VMware may still hold 78 percent of the virtualization market when measured by revenue, as reported by ComputerWorld. But Microsoft has learned a thing or two from open source and now claims a whopping 23 percent of the market based on shipments of new licenses, with VMware down to 44 percent of new licenses.
With just a few months in the market with its Hyper-V product, Microsoft's market share progress signals discontent with VMware's pricing and suggests that Microsoft may not be the only one capable of feeding at the virtualization trough.
Red Hat and Novell: time to kick your virtualization efforts into overdrive. VMware's customers await you.
Microsoft's progress has been made under the banner of low cost and choice. As noted by Microsoft, "Customers now have choice in market. VMware is no longer the dominant server virtualization vendor." It's a line stolen from the open-source script, and one that Red Hat and Novell would do well to use.

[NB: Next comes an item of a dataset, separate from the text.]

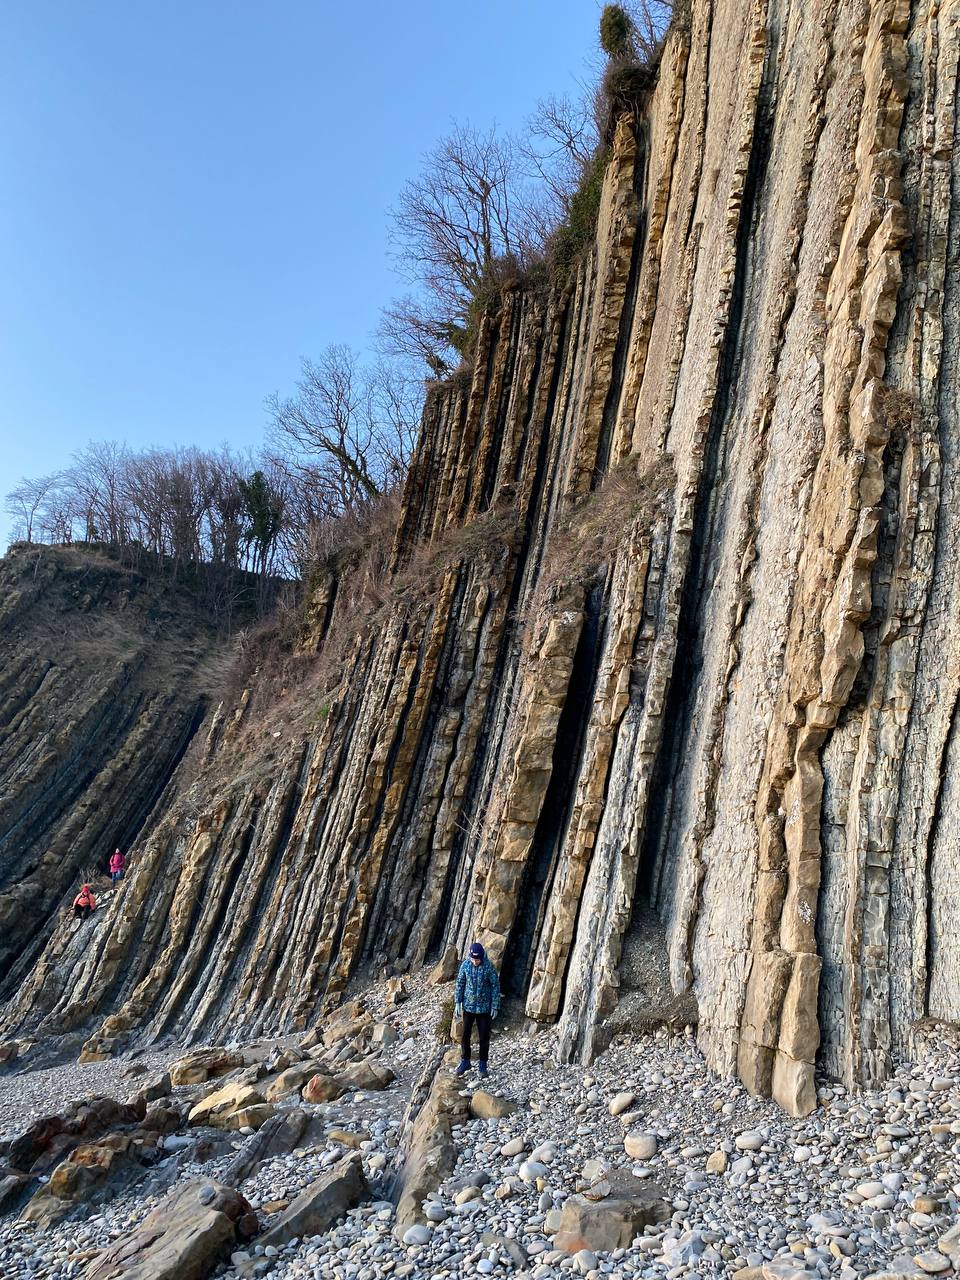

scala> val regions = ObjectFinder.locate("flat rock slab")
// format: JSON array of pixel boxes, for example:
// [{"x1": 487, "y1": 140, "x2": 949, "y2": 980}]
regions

Red Hat and Novell aren't even in the top-three vendors for virtualization shipments, as IDC data indicates. Still, Red Hat has been charging hard into virtualization with its Qumranet acquisition, and both Red Hat and Novell have something that even Microsoft can't match: a free entry price for using their virtualization offerings.
The one sure thing in all this virtualization fracas is that it's a bad time to be offering virtualization as a standalone. The operating system vendors are going to win this battle because they can bury the cost of virtualization in larger offerings.
VMware came into the stock market with a bang last year, but it may go out with a whimper.